Connecting the dots in ethology: applying network theory to understand neural and animal collectives

TL;DR

This paper reviews how network theory can be applied to analyze neural and animal collective behaviors, helping to understand the complex interactions that generate population-level actions.

Contribution

It demonstrates the application of network analysis techniques to modern datasets in ethology, providing new insights into the mechanisms of collective behavior.

Findings

Network analysis reveals structure-function relationships in neural and animal collectives.

Analyzing signal propagation and controllability helps understand behavior dynamics.
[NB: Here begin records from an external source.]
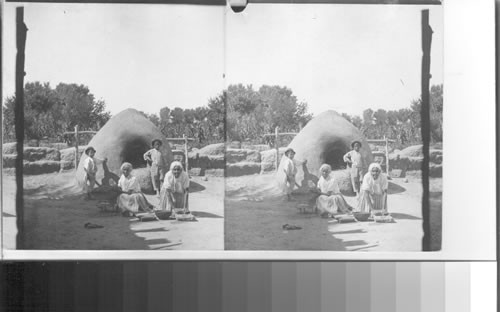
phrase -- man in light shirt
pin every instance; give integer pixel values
(355, 160)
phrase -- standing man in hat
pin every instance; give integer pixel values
(354, 159)
(90, 168)
(288, 165)
(156, 164)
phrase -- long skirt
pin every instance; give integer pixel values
(89, 182)
(356, 177)
(332, 204)
(166, 203)
(155, 178)
(372, 203)
(133, 202)
(288, 186)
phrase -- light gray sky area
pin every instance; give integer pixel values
(342, 57)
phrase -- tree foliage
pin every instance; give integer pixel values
(251, 113)
(49, 112)
(403, 124)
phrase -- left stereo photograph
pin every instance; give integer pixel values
(113, 127)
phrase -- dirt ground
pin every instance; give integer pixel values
(56, 212)
(256, 213)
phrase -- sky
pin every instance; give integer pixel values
(341, 57)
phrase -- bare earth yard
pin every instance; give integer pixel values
(56, 212)
(255, 214)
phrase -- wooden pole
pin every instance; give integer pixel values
(386, 155)
(425, 128)
(21, 31)
(76, 147)
(185, 152)
(276, 136)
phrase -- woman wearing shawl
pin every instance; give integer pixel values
(330, 199)
(373, 197)
(132, 200)
(175, 187)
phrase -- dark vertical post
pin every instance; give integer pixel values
(425, 127)
(276, 137)
(19, 123)
(76, 147)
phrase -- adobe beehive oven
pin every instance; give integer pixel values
(325, 139)
(125, 138)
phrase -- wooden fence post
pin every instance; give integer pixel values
(185, 152)
(425, 117)
(76, 147)
(386, 155)
(277, 147)
(21, 31)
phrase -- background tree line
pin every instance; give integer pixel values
(238, 113)
(49, 112)
(403, 125)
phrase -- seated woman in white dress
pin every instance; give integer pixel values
(330, 200)
(132, 200)
(175, 188)
(373, 197)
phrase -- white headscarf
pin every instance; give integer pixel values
(176, 164)
(374, 165)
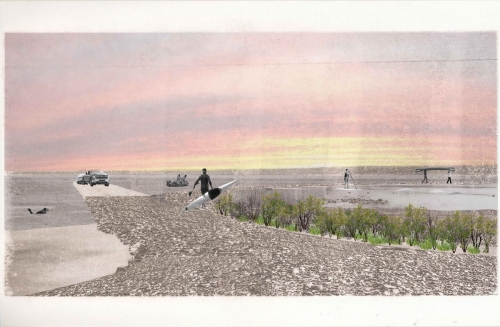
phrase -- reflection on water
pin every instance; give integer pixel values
(455, 198)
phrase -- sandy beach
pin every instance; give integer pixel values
(183, 247)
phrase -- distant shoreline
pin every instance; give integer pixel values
(362, 170)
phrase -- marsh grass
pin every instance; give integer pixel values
(242, 218)
(260, 220)
(314, 230)
(376, 240)
(473, 250)
(443, 247)
(426, 245)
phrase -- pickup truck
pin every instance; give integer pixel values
(93, 177)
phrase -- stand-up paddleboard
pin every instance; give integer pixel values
(208, 196)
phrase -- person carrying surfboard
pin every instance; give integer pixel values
(346, 178)
(205, 181)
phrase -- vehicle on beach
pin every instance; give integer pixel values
(180, 181)
(177, 183)
(93, 177)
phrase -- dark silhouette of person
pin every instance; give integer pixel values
(346, 178)
(425, 176)
(205, 181)
(41, 212)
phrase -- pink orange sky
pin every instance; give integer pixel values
(249, 101)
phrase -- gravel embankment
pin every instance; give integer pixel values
(201, 253)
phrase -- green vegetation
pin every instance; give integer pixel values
(315, 230)
(444, 247)
(426, 245)
(414, 224)
(473, 250)
(273, 208)
(416, 227)
(376, 240)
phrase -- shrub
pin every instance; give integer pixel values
(376, 239)
(305, 211)
(225, 206)
(432, 231)
(489, 233)
(427, 244)
(260, 220)
(378, 226)
(250, 207)
(242, 218)
(339, 220)
(285, 216)
(477, 231)
(315, 230)
(392, 229)
(473, 250)
(443, 246)
(414, 224)
(352, 221)
(366, 223)
(273, 207)
(449, 230)
(323, 221)
(465, 230)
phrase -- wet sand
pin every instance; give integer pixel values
(64, 198)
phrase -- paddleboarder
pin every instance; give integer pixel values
(205, 181)
(346, 179)
(425, 177)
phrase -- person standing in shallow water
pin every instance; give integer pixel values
(346, 179)
(425, 176)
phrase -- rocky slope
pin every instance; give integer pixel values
(202, 253)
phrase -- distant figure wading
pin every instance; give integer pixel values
(425, 176)
(346, 178)
(205, 180)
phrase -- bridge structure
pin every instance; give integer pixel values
(425, 169)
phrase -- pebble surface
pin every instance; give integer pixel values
(202, 253)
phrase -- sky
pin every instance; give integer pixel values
(248, 100)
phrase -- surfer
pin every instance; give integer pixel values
(346, 179)
(425, 176)
(41, 212)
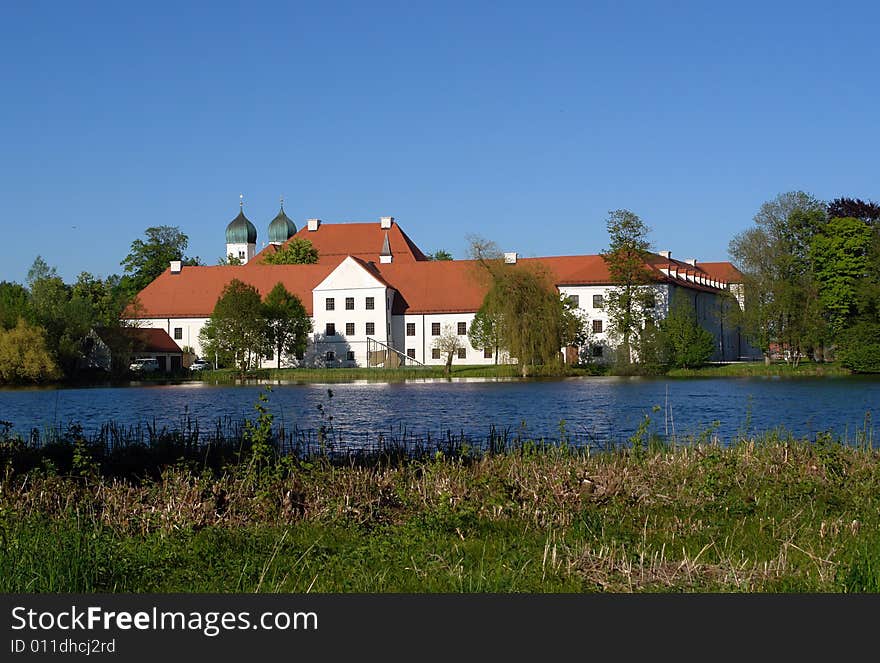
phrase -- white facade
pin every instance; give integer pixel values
(419, 331)
(184, 331)
(353, 304)
(243, 252)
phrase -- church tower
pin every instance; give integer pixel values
(281, 228)
(241, 237)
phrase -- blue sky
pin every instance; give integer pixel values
(524, 123)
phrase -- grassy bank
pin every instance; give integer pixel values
(759, 368)
(396, 374)
(765, 515)
(507, 371)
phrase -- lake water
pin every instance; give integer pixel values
(594, 410)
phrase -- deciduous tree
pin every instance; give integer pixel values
(150, 257)
(297, 251)
(236, 327)
(24, 355)
(688, 345)
(287, 323)
(448, 343)
(486, 330)
(840, 262)
(626, 260)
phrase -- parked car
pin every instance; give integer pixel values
(144, 365)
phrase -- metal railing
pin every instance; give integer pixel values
(381, 354)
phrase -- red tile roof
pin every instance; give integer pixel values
(361, 240)
(194, 291)
(723, 271)
(423, 286)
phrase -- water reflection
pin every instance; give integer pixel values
(598, 408)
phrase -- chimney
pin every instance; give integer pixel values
(385, 256)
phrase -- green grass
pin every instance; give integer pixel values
(395, 374)
(769, 515)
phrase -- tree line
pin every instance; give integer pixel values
(48, 327)
(812, 280)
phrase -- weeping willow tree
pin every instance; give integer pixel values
(533, 322)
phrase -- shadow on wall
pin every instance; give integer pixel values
(326, 351)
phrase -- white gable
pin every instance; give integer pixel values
(349, 275)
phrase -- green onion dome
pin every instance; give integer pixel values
(281, 228)
(241, 231)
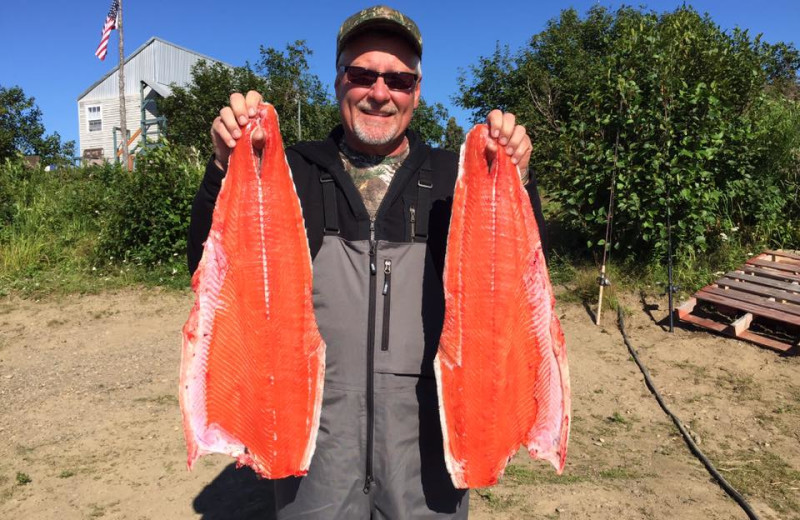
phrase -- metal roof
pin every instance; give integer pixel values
(153, 83)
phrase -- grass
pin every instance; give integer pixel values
(23, 479)
(525, 476)
(741, 385)
(767, 476)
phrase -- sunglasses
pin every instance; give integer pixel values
(366, 78)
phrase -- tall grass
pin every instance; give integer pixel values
(68, 230)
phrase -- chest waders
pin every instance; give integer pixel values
(379, 306)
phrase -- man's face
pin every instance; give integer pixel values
(375, 118)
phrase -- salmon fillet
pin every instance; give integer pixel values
(501, 368)
(253, 360)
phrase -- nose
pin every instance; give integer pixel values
(379, 91)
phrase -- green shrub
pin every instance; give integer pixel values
(148, 222)
(681, 115)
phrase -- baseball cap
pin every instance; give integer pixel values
(379, 17)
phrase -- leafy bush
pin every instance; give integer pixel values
(681, 115)
(150, 217)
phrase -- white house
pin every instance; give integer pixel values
(149, 72)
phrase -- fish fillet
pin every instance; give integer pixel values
(253, 360)
(501, 367)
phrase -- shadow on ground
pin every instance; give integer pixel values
(236, 494)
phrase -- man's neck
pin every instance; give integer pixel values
(390, 149)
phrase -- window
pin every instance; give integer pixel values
(94, 118)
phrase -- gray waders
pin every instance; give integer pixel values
(379, 306)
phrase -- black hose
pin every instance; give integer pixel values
(686, 436)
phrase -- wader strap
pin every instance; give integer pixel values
(329, 204)
(424, 188)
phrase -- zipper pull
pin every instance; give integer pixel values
(373, 269)
(387, 271)
(413, 211)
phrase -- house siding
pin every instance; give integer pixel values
(157, 61)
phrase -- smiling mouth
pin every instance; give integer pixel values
(377, 113)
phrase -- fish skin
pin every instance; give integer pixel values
(251, 336)
(501, 367)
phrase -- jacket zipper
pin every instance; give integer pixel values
(373, 272)
(413, 211)
(387, 294)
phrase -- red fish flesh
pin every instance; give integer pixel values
(253, 360)
(501, 367)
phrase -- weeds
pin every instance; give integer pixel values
(23, 479)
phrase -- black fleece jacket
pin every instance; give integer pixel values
(392, 222)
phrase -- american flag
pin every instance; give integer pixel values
(110, 25)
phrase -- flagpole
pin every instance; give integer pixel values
(123, 123)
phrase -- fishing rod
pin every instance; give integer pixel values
(602, 280)
(671, 287)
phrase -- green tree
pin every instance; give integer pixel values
(676, 111)
(428, 122)
(190, 110)
(290, 86)
(453, 136)
(21, 129)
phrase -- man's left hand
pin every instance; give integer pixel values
(510, 138)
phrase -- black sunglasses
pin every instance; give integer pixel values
(366, 78)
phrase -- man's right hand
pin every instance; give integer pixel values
(227, 127)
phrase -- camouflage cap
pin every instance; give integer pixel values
(379, 17)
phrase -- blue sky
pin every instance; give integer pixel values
(48, 46)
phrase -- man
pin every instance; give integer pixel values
(376, 203)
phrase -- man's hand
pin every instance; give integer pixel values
(227, 127)
(511, 138)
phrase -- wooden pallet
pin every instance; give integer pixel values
(766, 288)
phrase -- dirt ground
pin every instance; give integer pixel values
(91, 428)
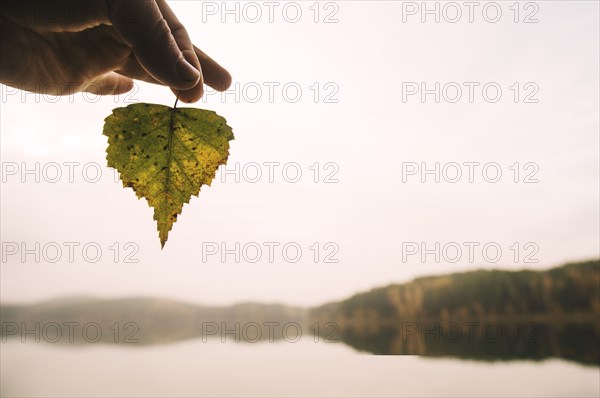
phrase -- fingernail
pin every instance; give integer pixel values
(186, 71)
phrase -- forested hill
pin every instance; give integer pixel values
(568, 292)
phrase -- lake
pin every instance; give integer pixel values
(212, 368)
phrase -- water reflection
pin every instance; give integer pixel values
(142, 322)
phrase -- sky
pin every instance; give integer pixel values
(344, 116)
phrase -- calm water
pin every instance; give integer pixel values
(194, 368)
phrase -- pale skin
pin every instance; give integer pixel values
(101, 46)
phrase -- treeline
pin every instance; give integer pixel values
(570, 292)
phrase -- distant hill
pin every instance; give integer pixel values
(485, 314)
(481, 314)
(149, 320)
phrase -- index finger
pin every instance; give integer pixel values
(142, 26)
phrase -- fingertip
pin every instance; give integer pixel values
(188, 74)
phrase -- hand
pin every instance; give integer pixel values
(100, 46)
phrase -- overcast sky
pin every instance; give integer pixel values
(370, 131)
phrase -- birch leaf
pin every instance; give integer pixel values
(166, 154)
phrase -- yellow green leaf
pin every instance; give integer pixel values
(166, 154)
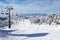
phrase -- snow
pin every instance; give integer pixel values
(24, 30)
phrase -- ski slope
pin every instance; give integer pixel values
(24, 30)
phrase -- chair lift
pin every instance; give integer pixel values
(6, 12)
(2, 12)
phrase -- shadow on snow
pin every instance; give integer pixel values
(6, 33)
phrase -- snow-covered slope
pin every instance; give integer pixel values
(24, 30)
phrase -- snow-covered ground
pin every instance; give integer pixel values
(24, 30)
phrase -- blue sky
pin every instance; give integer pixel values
(32, 6)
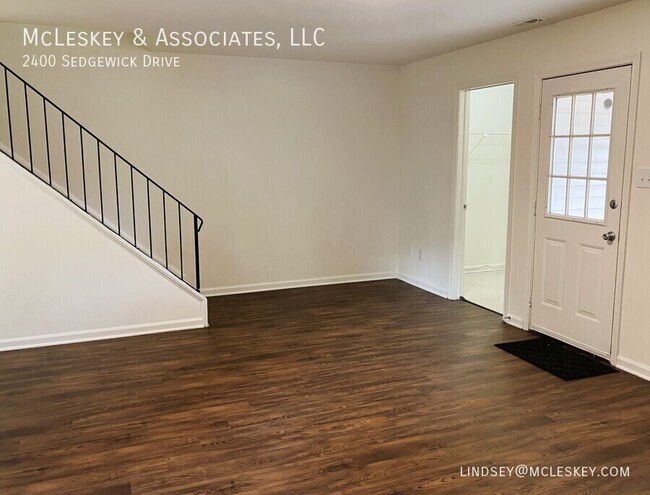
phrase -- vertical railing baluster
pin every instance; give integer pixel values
(65, 157)
(11, 134)
(99, 173)
(117, 195)
(83, 167)
(149, 213)
(180, 237)
(135, 239)
(196, 253)
(47, 144)
(165, 228)
(29, 130)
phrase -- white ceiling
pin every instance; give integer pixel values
(365, 31)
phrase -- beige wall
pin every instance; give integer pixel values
(430, 105)
(292, 164)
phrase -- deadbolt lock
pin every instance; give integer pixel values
(609, 236)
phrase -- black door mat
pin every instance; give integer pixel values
(559, 359)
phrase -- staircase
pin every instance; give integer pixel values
(54, 147)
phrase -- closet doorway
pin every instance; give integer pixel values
(486, 162)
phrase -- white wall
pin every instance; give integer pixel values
(430, 95)
(65, 279)
(488, 176)
(292, 164)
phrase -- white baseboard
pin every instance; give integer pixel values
(101, 334)
(631, 366)
(294, 284)
(485, 268)
(515, 321)
(438, 291)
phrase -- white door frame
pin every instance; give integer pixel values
(457, 265)
(634, 61)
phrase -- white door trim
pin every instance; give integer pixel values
(633, 60)
(460, 187)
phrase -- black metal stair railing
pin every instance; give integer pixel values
(47, 142)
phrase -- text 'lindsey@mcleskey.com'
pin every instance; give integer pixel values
(527, 471)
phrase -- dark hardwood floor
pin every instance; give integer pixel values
(369, 388)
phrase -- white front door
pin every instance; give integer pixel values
(580, 183)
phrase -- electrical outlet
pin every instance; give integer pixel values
(643, 177)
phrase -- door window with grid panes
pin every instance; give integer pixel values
(581, 132)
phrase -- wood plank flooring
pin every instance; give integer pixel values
(368, 388)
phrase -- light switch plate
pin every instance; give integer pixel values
(643, 177)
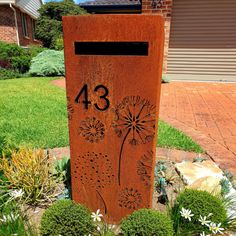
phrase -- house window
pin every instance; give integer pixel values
(24, 25)
(33, 28)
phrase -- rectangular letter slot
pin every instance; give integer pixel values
(112, 48)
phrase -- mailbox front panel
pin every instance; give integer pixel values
(113, 78)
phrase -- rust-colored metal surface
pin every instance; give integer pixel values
(113, 77)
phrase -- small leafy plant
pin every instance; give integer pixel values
(65, 217)
(29, 171)
(195, 211)
(48, 63)
(146, 222)
(102, 228)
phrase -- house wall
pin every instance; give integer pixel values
(163, 8)
(25, 41)
(7, 24)
(8, 27)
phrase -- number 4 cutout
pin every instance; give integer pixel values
(87, 102)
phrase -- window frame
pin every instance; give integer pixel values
(24, 24)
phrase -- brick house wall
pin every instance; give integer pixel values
(26, 40)
(8, 27)
(163, 8)
(7, 24)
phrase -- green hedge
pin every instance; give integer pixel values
(16, 59)
(48, 63)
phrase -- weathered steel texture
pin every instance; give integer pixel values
(113, 105)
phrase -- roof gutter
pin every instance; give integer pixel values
(17, 34)
(111, 8)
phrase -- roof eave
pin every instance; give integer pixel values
(112, 8)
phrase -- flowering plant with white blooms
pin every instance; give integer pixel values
(102, 228)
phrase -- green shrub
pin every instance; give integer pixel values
(9, 50)
(59, 43)
(147, 222)
(9, 74)
(34, 50)
(13, 222)
(21, 63)
(17, 57)
(65, 217)
(48, 63)
(201, 203)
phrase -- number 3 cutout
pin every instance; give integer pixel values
(87, 102)
(104, 96)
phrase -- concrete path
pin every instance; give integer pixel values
(204, 111)
(207, 113)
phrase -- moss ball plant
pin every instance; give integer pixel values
(147, 222)
(66, 218)
(201, 203)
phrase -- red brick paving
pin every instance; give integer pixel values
(207, 113)
(162, 153)
(204, 111)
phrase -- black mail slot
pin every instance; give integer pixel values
(112, 48)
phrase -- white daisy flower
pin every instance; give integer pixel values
(17, 193)
(218, 229)
(96, 216)
(186, 213)
(204, 220)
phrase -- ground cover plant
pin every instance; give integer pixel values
(33, 112)
(147, 222)
(29, 174)
(197, 211)
(65, 217)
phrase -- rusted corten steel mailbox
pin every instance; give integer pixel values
(113, 79)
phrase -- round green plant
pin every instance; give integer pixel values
(147, 222)
(66, 218)
(201, 203)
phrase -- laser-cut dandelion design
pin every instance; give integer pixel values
(134, 120)
(92, 130)
(144, 167)
(130, 198)
(95, 171)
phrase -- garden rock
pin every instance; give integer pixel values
(208, 183)
(191, 172)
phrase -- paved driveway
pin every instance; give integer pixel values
(207, 113)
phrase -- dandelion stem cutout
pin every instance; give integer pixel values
(134, 122)
(113, 81)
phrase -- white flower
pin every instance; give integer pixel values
(4, 219)
(203, 234)
(9, 218)
(111, 227)
(216, 228)
(17, 193)
(204, 220)
(96, 216)
(186, 213)
(209, 215)
(212, 227)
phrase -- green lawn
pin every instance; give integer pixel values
(33, 112)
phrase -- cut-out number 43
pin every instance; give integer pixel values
(84, 92)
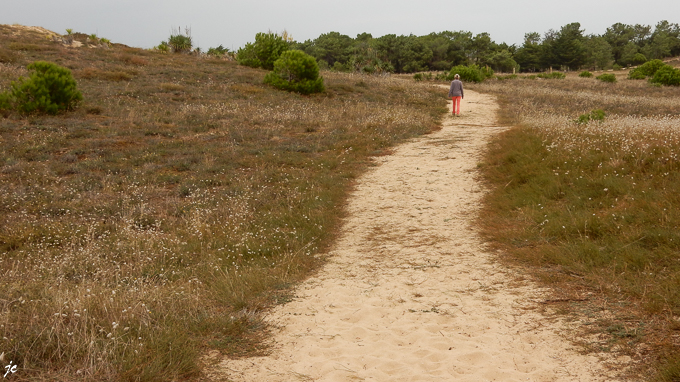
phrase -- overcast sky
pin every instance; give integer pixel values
(145, 23)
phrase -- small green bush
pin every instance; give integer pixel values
(607, 77)
(636, 75)
(552, 76)
(639, 59)
(666, 75)
(647, 69)
(50, 89)
(296, 71)
(181, 42)
(266, 49)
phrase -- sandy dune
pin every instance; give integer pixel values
(410, 293)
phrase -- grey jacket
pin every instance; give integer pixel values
(456, 89)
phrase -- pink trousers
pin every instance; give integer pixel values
(456, 105)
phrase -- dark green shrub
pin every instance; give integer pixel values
(217, 52)
(8, 56)
(552, 76)
(471, 73)
(666, 75)
(487, 72)
(296, 71)
(607, 77)
(50, 89)
(639, 59)
(181, 43)
(266, 49)
(636, 75)
(647, 69)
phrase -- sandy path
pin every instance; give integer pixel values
(410, 293)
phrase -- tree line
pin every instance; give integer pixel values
(568, 48)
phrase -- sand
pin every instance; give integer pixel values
(410, 292)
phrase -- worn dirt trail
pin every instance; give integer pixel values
(410, 293)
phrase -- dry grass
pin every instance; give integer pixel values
(181, 200)
(592, 209)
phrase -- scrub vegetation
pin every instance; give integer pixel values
(584, 196)
(182, 196)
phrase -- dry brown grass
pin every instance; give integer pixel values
(591, 209)
(181, 200)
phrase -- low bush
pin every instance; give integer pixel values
(635, 75)
(50, 89)
(552, 76)
(646, 70)
(607, 77)
(666, 75)
(296, 71)
(266, 49)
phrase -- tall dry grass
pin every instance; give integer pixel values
(180, 201)
(592, 208)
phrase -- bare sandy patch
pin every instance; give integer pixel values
(411, 293)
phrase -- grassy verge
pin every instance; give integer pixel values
(592, 208)
(178, 202)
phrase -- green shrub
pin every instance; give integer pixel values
(636, 75)
(296, 71)
(266, 49)
(552, 76)
(181, 42)
(607, 77)
(647, 69)
(50, 89)
(487, 72)
(666, 75)
(471, 73)
(639, 59)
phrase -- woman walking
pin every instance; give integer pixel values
(456, 94)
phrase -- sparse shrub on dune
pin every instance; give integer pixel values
(607, 77)
(184, 197)
(296, 71)
(552, 76)
(262, 53)
(666, 75)
(590, 206)
(49, 89)
(646, 70)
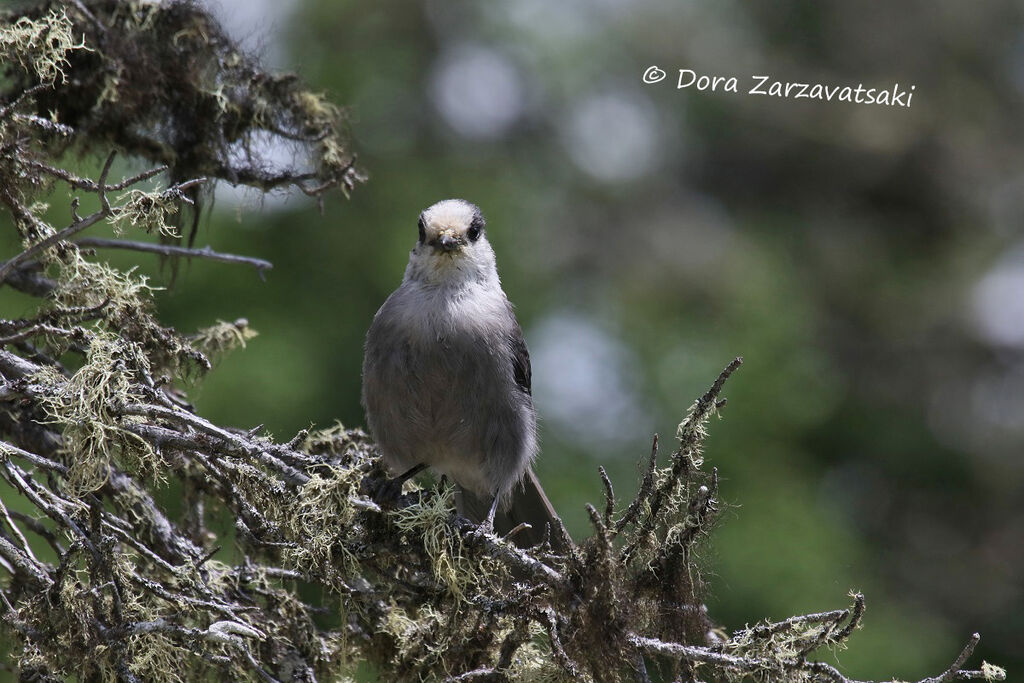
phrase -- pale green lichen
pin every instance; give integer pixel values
(992, 673)
(223, 337)
(317, 519)
(146, 210)
(94, 434)
(41, 45)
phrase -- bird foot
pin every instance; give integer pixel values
(388, 492)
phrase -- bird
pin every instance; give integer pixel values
(446, 380)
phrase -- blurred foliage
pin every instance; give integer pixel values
(842, 249)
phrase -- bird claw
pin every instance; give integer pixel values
(388, 492)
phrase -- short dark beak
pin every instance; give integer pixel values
(446, 243)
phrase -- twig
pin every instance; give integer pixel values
(173, 250)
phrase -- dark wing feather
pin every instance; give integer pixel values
(520, 358)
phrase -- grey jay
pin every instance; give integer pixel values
(446, 379)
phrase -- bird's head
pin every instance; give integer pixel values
(452, 246)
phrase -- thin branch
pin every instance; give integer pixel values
(172, 250)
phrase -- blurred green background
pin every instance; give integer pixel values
(866, 261)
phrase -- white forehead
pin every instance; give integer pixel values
(450, 214)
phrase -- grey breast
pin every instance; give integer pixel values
(442, 391)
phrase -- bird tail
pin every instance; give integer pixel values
(527, 504)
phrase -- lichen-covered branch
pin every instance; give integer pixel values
(97, 581)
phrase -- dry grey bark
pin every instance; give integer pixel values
(97, 581)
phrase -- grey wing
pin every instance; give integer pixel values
(520, 358)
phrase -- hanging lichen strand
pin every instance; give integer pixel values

Network geometry and symmetry are key to deciphering collective system behavior.

Abstract

A major goal shared by neuroscience and collective behavior is to understand how dynamic interactions between individual elements give rise to behaviors in populations of neurons and animals, respectively. This goal has recently become within reach thanks to techniques providing access to the connectivity and activity of neuronal ensembles as well as to behaviors among animal collectives. The next challenge using these datasets is to unravel network mechanisms generating population behaviors. This is aided by network theory, a field that studies structure-function relationships in interconnected systems. Here we review studies that have taken a network view on modern datasets to provide unique insights into individual and collective animal behaviors. Specifically, we focus on how analyzing signal propagation, controllability, symmetry, and geometry of networks can tame the complexity of collective system dynamics. These studies illustrate the potential of network theory to accelerate our understanding of behavior across ethological scales.